Bill Gross
Risk, Uncertainty, and the Real Economy
Submitted by: Tony Wikrent on Mon, 02/11/2008 - 21:07
Last week, the financial news was full of stories on credit default swaps, which appear to be the next shoe ready to drop in the financial crises millipede that has engulfed the globe since the IKB Deutsche Industriebank of Germany announced on July 30, 2007 that it was marking down the value of some of its financial derivatives based on U.S. sub-prime mortgages. From the comments posted in various blog discussions, of credit default swaps, it is very clear that most people are very, very confused. More troubling, most people are unable – or unwilling – to recognize that the world as they know it now crashing down about their ears.
Very basically, what is happening is that the financial and banking system has found that what it thought was measurable risk is instead unmeasurable uncertainty. And what the system cannot measure, it is unwilling to deal with. This uncertainty has now extended to the financial health of the very banks, hedge funds, and other financial agents themselves.

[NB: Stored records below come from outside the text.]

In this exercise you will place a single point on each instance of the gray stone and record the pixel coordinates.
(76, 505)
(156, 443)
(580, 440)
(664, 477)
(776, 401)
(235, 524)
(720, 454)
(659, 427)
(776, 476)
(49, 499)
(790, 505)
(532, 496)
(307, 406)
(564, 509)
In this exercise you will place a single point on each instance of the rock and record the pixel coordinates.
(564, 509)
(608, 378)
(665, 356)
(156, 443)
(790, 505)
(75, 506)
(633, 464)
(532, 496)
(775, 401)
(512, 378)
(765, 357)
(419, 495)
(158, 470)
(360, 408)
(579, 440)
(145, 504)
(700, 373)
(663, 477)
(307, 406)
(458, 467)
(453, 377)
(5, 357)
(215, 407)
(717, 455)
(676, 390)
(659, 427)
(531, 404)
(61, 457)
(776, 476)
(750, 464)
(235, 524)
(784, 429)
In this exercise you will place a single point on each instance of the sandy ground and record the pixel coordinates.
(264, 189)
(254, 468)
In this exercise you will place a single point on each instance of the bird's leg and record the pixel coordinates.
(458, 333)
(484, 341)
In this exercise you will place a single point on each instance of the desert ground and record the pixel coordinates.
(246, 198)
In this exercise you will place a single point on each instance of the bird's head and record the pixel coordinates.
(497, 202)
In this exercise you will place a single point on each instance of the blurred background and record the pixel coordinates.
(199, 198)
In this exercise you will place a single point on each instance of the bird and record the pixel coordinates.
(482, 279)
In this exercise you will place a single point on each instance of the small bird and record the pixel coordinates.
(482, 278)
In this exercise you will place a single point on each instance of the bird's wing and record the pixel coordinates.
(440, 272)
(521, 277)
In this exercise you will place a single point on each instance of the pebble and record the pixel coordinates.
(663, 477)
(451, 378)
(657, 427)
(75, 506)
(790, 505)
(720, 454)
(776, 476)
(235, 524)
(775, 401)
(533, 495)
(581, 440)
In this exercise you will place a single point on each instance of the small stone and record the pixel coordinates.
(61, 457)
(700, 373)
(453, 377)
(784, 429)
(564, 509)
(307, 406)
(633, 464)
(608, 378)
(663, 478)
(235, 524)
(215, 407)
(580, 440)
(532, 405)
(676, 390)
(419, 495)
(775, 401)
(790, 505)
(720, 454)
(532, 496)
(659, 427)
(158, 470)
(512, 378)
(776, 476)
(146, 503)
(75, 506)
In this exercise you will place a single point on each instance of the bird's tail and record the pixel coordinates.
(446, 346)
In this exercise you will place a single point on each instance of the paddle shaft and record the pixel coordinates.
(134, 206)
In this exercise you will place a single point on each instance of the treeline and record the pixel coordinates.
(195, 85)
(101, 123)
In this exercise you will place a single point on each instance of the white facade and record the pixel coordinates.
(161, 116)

Nobody knows how healthy or unhealthy anybody else is. Therefore, the banks and other agents in the financial and banking system have become unwilling to lend to one another. Goldman Sachs has estimated that these crises have contracted credit in the U.S. by $2 trillion (with a t, not a b). The U.S. economy is now about $15 trillion, as measured by gross domestic product--you can do the math for yourself, to see what a massive impact this is going to have on the real economy.